Wednesday, December 3, 2008
Nelson on Summary Judgment and the Progressive Constitution
Posted by Dan Ernst
William E. Nelson, NYU Law School, has posted Summary Judgment and the Progressive Constitution, a contribution to a symposium on Suja Thomas's "Why Summary Judgment In Unconstitutional," Virginia Law Review 93 (2007). In this comment, which is forthcoming in volume 93 of the Iowa Law Review, Professor Nelson combines two of his areas of expertise--the eighteenth-century American trial and the role of history in constitutional interpretation--to defend summary judgment and the recent case of Bell Atlantic Corp. v. Twombly, 127 S. Ct. 1955 (2007).

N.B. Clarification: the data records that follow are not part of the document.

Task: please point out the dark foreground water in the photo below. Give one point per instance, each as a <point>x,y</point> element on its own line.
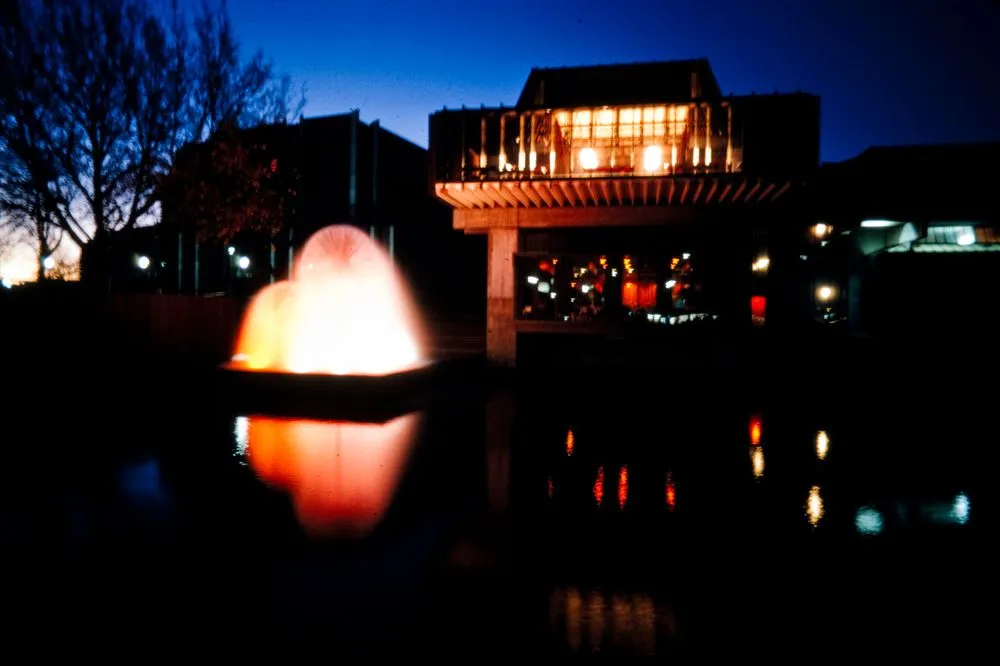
<point>561,515</point>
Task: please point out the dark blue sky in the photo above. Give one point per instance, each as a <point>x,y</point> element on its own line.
<point>888,71</point>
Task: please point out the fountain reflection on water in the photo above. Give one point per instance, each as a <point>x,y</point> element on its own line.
<point>345,311</point>
<point>341,476</point>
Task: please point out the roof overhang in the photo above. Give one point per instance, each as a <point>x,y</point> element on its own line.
<point>721,189</point>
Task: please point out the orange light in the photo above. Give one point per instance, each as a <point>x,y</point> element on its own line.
<point>671,492</point>
<point>599,486</point>
<point>622,486</point>
<point>341,476</point>
<point>345,311</point>
<point>755,430</point>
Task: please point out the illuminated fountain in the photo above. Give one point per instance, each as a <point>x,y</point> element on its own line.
<point>342,333</point>
<point>345,311</point>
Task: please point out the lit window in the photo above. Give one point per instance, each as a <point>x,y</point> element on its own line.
<point>588,159</point>
<point>652,158</point>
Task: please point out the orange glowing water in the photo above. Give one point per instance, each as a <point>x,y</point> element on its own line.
<point>341,476</point>
<point>345,311</point>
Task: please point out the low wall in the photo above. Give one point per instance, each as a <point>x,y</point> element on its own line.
<point>176,325</point>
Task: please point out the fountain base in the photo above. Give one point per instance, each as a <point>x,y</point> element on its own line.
<point>369,398</point>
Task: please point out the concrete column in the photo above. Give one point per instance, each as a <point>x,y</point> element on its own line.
<point>501,331</point>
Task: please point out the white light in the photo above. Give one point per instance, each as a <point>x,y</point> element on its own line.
<point>960,512</point>
<point>588,159</point>
<point>652,158</point>
<point>878,224</point>
<point>868,521</point>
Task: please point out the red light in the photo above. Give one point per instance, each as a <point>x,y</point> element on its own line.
<point>599,486</point>
<point>671,492</point>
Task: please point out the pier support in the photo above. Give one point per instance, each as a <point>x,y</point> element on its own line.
<point>501,329</point>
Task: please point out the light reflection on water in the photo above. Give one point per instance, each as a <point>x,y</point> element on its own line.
<point>341,476</point>
<point>596,621</point>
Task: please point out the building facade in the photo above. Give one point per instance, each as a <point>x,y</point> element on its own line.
<point>342,171</point>
<point>623,193</point>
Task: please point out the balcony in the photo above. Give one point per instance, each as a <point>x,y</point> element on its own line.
<point>600,142</point>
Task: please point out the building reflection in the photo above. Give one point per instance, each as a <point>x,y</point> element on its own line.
<point>499,429</point>
<point>609,622</point>
<point>622,486</point>
<point>757,461</point>
<point>341,476</point>
<point>814,506</point>
<point>599,486</point>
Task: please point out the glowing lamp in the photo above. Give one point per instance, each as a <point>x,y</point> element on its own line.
<point>652,158</point>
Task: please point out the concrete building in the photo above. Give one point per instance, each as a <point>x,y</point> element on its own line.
<point>610,194</point>
<point>343,171</point>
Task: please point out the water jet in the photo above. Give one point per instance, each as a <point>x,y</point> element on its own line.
<point>343,336</point>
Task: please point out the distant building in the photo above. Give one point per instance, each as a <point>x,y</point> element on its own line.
<point>623,192</point>
<point>347,172</point>
<point>915,240</point>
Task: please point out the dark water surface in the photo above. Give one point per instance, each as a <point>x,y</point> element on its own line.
<point>557,516</point>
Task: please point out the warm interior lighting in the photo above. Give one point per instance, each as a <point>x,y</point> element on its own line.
<point>588,159</point>
<point>345,311</point>
<point>822,444</point>
<point>652,158</point>
<point>814,506</point>
<point>878,224</point>
<point>341,476</point>
<point>756,428</point>
<point>761,264</point>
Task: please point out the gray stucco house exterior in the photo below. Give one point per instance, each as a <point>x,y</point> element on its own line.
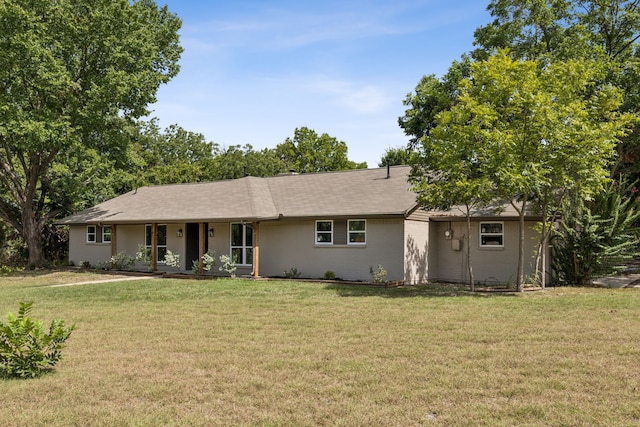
<point>345,222</point>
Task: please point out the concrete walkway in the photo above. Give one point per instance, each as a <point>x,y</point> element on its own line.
<point>119,279</point>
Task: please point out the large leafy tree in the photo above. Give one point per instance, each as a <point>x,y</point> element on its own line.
<point>543,131</point>
<point>309,152</point>
<point>605,31</point>
<point>72,75</point>
<point>448,171</point>
<point>172,156</point>
<point>237,161</point>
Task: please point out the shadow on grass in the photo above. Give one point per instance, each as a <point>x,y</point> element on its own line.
<point>430,290</point>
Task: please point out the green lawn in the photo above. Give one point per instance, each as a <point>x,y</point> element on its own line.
<point>183,352</point>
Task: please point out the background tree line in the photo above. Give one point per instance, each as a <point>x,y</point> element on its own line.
<point>542,114</point>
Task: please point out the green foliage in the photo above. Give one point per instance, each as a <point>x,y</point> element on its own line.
<point>605,32</point>
<point>26,350</point>
<point>379,275</point>
<point>122,261</point>
<point>172,260</point>
<point>144,255</point>
<point>597,237</point>
<point>292,273</point>
<point>209,260</point>
<point>74,75</point>
<point>228,265</point>
<point>307,152</point>
<point>237,161</point>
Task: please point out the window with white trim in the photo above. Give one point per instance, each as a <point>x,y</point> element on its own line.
<point>242,243</point>
<point>92,233</point>
<point>491,235</point>
<point>324,232</point>
<point>106,234</point>
<point>161,240</point>
<point>357,230</point>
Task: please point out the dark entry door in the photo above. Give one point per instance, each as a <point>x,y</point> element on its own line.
<point>193,243</point>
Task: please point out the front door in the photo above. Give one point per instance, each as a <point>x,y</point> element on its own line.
<point>193,244</point>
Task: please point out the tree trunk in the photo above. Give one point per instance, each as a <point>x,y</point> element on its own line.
<point>32,235</point>
<point>520,278</point>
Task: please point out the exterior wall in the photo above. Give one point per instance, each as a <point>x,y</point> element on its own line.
<point>128,238</point>
<point>220,243</point>
<point>80,251</point>
<point>448,259</point>
<point>416,251</point>
<point>291,244</point>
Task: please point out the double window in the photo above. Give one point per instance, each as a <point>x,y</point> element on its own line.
<point>491,235</point>
<point>242,243</point>
<point>161,240</point>
<point>335,232</point>
<point>98,234</point>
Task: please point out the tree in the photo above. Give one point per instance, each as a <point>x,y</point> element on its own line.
<point>432,95</point>
<point>546,130</point>
<point>598,236</point>
<point>447,170</point>
<point>552,30</point>
<point>73,75</point>
<point>237,161</point>
<point>172,156</point>
<point>307,152</point>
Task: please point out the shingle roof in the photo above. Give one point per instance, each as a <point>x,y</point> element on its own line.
<point>361,192</point>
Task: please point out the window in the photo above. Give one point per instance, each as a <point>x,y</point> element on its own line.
<point>357,229</point>
<point>491,235</point>
<point>341,232</point>
<point>92,233</point>
<point>161,241</point>
<point>242,243</point>
<point>106,234</point>
<point>324,232</point>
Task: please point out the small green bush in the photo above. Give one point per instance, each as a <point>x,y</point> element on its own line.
<point>378,276</point>
<point>26,350</point>
<point>122,261</point>
<point>292,273</point>
<point>228,265</point>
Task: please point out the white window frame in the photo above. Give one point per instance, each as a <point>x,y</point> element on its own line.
<point>491,234</point>
<point>244,247</point>
<point>350,232</point>
<point>323,232</point>
<point>92,236</point>
<point>107,236</point>
<point>159,253</point>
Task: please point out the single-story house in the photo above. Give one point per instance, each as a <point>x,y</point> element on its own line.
<point>344,222</point>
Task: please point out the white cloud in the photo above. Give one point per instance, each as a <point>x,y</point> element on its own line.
<point>360,99</point>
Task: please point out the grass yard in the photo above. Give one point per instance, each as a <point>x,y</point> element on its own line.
<point>267,353</point>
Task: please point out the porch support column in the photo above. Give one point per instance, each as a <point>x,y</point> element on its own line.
<point>256,249</point>
<point>114,240</point>
<point>202,235</point>
<point>154,246</point>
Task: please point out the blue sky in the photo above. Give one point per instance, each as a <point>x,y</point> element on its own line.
<point>253,71</point>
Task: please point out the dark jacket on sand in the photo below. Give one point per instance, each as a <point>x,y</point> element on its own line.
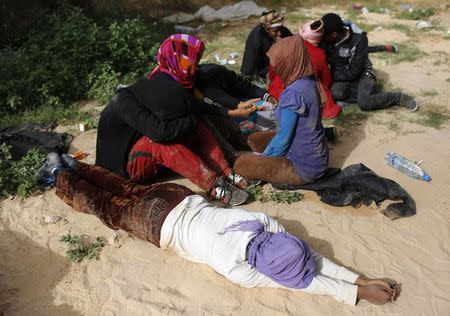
<point>255,60</point>
<point>349,59</point>
<point>224,86</point>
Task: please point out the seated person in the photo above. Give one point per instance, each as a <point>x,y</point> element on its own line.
<point>312,33</point>
<point>227,89</point>
<point>155,123</point>
<point>298,153</point>
<point>351,69</point>
<point>261,38</point>
<point>248,248</point>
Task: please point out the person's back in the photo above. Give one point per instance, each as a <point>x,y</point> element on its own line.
<point>308,151</point>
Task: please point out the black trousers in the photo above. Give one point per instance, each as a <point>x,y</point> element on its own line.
<point>365,93</point>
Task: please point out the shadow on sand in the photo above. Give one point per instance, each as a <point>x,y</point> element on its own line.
<point>28,274</point>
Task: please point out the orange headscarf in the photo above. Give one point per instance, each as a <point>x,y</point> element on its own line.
<point>290,60</point>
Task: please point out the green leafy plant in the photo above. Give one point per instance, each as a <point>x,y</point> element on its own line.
<point>285,196</point>
<point>61,57</point>
<point>81,247</point>
<point>18,177</point>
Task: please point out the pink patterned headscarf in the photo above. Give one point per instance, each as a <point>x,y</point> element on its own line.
<point>312,36</point>
<point>179,56</point>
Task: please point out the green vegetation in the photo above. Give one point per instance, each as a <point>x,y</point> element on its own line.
<point>81,247</point>
<point>416,14</point>
<point>65,55</point>
<point>256,193</point>
<point>285,196</point>
<point>297,17</point>
<point>18,177</point>
<point>433,118</point>
<point>351,116</point>
<point>429,93</point>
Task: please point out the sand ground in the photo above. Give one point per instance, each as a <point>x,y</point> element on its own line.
<point>139,279</point>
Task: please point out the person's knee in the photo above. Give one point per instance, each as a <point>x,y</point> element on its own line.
<point>243,164</point>
<point>364,102</point>
<point>252,141</point>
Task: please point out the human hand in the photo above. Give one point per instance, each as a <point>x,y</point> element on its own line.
<point>247,104</point>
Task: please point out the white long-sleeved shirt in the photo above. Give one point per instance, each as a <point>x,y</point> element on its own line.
<point>191,230</point>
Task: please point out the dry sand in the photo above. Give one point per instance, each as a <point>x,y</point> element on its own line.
<point>140,279</point>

Professor Thomas's historical account of the power of the eighteenth-century jury is accurate enough, Professor Nelson allows, but because the jury no longer serves as a localist check on central power as it did when the Antifederalists proposed the Seventh Amendment, invalidating summary judgment or overruling Twombly is more likely to shunt "the constitutional train onto a siding that leads nowhere" than to "follow the main line of American constitutional development." The essay thus points out a non sequitur for originalists who move too quickly from historical investigations of the past to invocations of their findings in constitutional argument.